La burrata è un formaggio fresco tipico pugliese che si produce dal latte vaccino intero, crudo o anche pastorizzato.

La burrata è un latticino molto particolare, essa è caratterizzata da uno strato esterno che è di mozzarella, con un cuore arricchito di panna fresca o burro. La consistenza è decisamente più soffice rispetto a quella della mozzarella. Si tratta di un prodotto che solitamente si serve da solo. al massimo accompagnato da un contorno, o semplicemente  condita con un filo d’olio, basilico e qualche pomodorino. Ciò non toglie che possa essere utilizzata anche per delle ricette differenti.

La temperatura ottimale per servire questo prodotto è una temperatura fresca o ancora meglio temperatura ambiente, meglio né troppo fredda né calda, a meno che non venga utilizzata in cottura per delle ricette.

La burrata è un latticino che contiene molto lattosio, il tempo di digestione è abbastanza elevato ed è anche molto energetica.

Caratteristiche nutrizionali della burrata

La burrata si produce dalla lavorazione del latte e della crema di latte per mezzo del caglio. E’ una buona fonte di proteine ad alto valore biologico, ma le proteine non sono gli unici nutrienti apportati da questo prodotto.

Apporta molte energie, di conseguenza calorie, che sono fornite dall’elevato quantitativo di lipidi, presenti anche i carboidrati, in particolar modo il lattosio, lo zucchero del latte.

Gli acidi grassi presenti nella burrata sono prevalentemente saturi. Il colesterolo, come per la maggior parte dei formaggi è molto abbondante, mentre le fibre sono del tutto assenti.

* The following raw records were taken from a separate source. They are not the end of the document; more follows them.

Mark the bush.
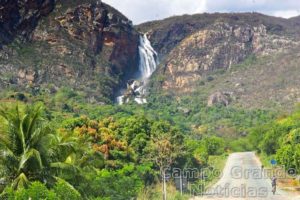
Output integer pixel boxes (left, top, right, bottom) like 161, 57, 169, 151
229, 138, 253, 152
276, 145, 295, 169
206, 76, 214, 82
1, 182, 58, 200
260, 129, 281, 155
194, 145, 209, 166
53, 179, 81, 200
202, 136, 225, 155
79, 166, 143, 200
0, 180, 81, 200
293, 144, 300, 173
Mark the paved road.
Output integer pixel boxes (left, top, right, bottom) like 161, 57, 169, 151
191, 152, 300, 200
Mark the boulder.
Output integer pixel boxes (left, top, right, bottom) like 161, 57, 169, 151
208, 91, 232, 107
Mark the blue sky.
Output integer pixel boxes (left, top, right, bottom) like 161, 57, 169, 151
102, 0, 300, 24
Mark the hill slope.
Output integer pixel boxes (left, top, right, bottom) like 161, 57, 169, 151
0, 3, 299, 109
137, 13, 300, 109
0, 0, 139, 103
188, 47, 300, 110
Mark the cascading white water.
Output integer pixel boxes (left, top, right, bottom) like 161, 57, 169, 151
138, 34, 158, 80
116, 34, 158, 105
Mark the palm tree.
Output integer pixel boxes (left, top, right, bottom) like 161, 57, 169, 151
0, 104, 76, 190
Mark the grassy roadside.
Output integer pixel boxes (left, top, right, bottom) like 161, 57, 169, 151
257, 153, 300, 192
137, 183, 190, 200
206, 154, 228, 187
137, 154, 228, 200
188, 154, 228, 197
257, 152, 276, 168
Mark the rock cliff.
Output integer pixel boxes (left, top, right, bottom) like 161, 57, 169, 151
0, 0, 55, 45
0, 0, 139, 103
1, 3, 300, 108
159, 22, 298, 92
138, 13, 300, 96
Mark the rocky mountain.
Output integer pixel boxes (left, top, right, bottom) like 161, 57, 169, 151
137, 13, 300, 57
137, 13, 300, 109
0, 0, 55, 45
0, 0, 139, 103
0, 1, 299, 108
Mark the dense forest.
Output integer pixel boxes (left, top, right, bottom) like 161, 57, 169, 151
0, 95, 298, 199
0, 102, 223, 199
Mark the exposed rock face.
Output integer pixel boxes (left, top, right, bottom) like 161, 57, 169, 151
137, 13, 300, 57
51, 2, 138, 74
0, 0, 140, 102
161, 23, 298, 92
1, 5, 300, 107
0, 0, 55, 46
202, 47, 300, 109
138, 13, 300, 94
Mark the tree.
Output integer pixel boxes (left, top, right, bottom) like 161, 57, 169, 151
202, 136, 225, 155
151, 135, 175, 200
260, 129, 281, 155
0, 104, 76, 189
293, 144, 300, 173
146, 121, 184, 200
276, 145, 295, 169
193, 145, 209, 166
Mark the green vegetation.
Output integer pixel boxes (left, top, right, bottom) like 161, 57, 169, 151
1, 87, 299, 199
0, 102, 229, 199
1, 180, 81, 200
0, 104, 76, 190
0, 71, 297, 199
1, 1, 300, 198
248, 106, 300, 173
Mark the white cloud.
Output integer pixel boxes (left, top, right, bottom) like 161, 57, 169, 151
272, 10, 300, 18
102, 0, 300, 24
103, 0, 207, 24
205, 0, 300, 12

Oltre ai macronutrienti sono apportati anche micronutrienti dal consumo di burrata. Tra i sali minerali troviamo principalmente il calcio, il fosforo e il sodio, Dal punto di vista vitaminico, invece, troviamo principalmente la vitamina A, le vitamine del gruppo B e in particolar modo la riboflavina, indicata anche come vitamina B2 e la vitamina E.

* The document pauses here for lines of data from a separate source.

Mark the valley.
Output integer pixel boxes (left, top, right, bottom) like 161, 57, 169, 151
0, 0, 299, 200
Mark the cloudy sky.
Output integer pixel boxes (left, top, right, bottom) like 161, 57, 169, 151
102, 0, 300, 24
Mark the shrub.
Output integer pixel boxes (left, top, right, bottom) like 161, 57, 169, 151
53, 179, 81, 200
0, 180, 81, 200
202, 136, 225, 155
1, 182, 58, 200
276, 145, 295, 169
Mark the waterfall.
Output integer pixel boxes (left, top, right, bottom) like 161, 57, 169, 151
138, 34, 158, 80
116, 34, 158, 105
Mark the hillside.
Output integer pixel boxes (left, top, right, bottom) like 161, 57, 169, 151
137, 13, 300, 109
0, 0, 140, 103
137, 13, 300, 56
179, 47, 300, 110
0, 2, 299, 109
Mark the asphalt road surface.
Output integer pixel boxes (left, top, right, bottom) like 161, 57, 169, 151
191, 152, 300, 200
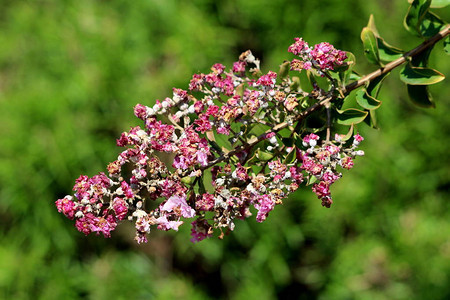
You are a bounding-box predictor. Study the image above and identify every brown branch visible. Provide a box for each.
[200,24,450,171]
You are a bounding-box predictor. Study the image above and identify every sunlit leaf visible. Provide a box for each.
[336,108,368,125]
[420,11,445,38]
[256,149,274,161]
[406,84,435,108]
[400,63,445,85]
[356,89,382,110]
[377,38,404,62]
[360,27,381,65]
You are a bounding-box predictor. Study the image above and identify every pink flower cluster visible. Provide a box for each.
[288,37,347,73]
[56,37,363,244]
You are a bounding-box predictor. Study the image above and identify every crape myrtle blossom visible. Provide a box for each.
[56,37,364,244]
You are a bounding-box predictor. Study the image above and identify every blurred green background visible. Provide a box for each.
[0,0,449,299]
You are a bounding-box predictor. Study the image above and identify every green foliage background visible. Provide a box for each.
[0,0,449,299]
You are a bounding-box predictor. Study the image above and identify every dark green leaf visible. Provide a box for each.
[198,176,206,194]
[367,72,390,98]
[363,109,378,129]
[336,108,368,125]
[281,137,294,147]
[360,27,381,65]
[420,12,445,38]
[406,84,435,108]
[283,148,296,165]
[404,0,431,37]
[400,63,445,85]
[356,89,382,110]
[411,46,433,67]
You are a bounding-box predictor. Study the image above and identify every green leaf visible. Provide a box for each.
[198,176,206,195]
[338,52,356,86]
[360,27,381,65]
[408,0,449,8]
[363,109,378,129]
[366,72,390,98]
[335,124,354,142]
[404,0,431,37]
[356,89,382,110]
[290,76,301,91]
[365,15,404,62]
[420,11,445,38]
[411,46,433,67]
[283,147,296,164]
[336,108,368,125]
[400,63,445,85]
[406,84,435,108]
[278,61,290,81]
[377,38,404,62]
[445,36,450,55]
[256,149,274,161]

Non è particolarmente consigliato un abuso di burrata, specialmente per coloro che presentano già di base ipercolesterolemia, o magari in sovrappeso. Questo perché non è un prodotto per niente dietetico e leggero. Per quanto riguarda il contenuto di calcio, invece, esso è molto abbondante, per cui uno degli effetti positivi di questo prodotto sulla nostra salute è la protezione riguardo la salute ossea e la prevenzione di patologie come a esempio l’osteoporosi.

Scadenza degli alimenti

Ogni alimento ha una propria data di scadenza. Con la data di scadenza solitamente si indica la data ultima per il consumo del prodotto in questione, a seguito di quella data potrebbe perdere le sue caratteristiche organolettiche e/o nutrizionali, o ancora peggio potrebbe determinare degli effetti dannosi sulla nostra salute. La causa principale in questo caso è lo sviluppo di microrganismi alterativi.

Ci sono, invece, degli alimenti che possono essere consumati anche a seguito della loro scadenza, altri ancora, non scadono nel breve periodo e possono essere conservati addirittura per molti anni.

Sicuramente, uno dei fattori che influenza la conservabilità degli alimenti è il quantitativo di acqua presente. Maggiore è il quantitativo di acqua minore sarà la sua conservazione. Ad esempio i prodotti freschi tendono a deperire molto più velocemente rispetto ad alimenti secchi. In linea di massima carne, pesce, frutta, verdura, latticini, uova hanno una scadenza più breve di altri alimenti.

Alcuni alimenti come ad esempio legumi secchi, surgelati, zucchero, miele, pasta, riso ed altri hanno una scadenza molto più lunga.

Si può mangiare la burrata scaduta?

Meglio di no. In generale, a prescindere da quale sia il formaggio in questione, i latticini dovrebbero essere consumati prima della data di scadenza, perché potrebbero essere causa di intossicazioni o anche tossinfezioni alimentari.

Per quanto riguarda i formaggi è doveroso fare una precisazione. Ci sono alcuni formaggi che possono essere conservati per un tempo maggiore, e anche dopo pochi giorni dalla scadenza potrebbero essere ancora mangiati, parliamo dei formaggi stagionati e a pasta dura. In questo caso, essi potrebbero sviluppare delle muffe in modo superficiale, ma, una volta rimosso lo strato superiore attaccato dalle muffe, potrà essere consumato senza problemi. Il discorso cambia quando le muffe sono presenti all’interno della pasta e il loro sviluppo non è volontario.

Nel caso dei formaggi freschi, invece, il consiglio è quello di consumarli prima della loro scadenza, non rischiare inutilmente. Quindi la burrata essendo un formaggio fresco non dovrebbe essere consumata dopo aver superato la data di scadenza.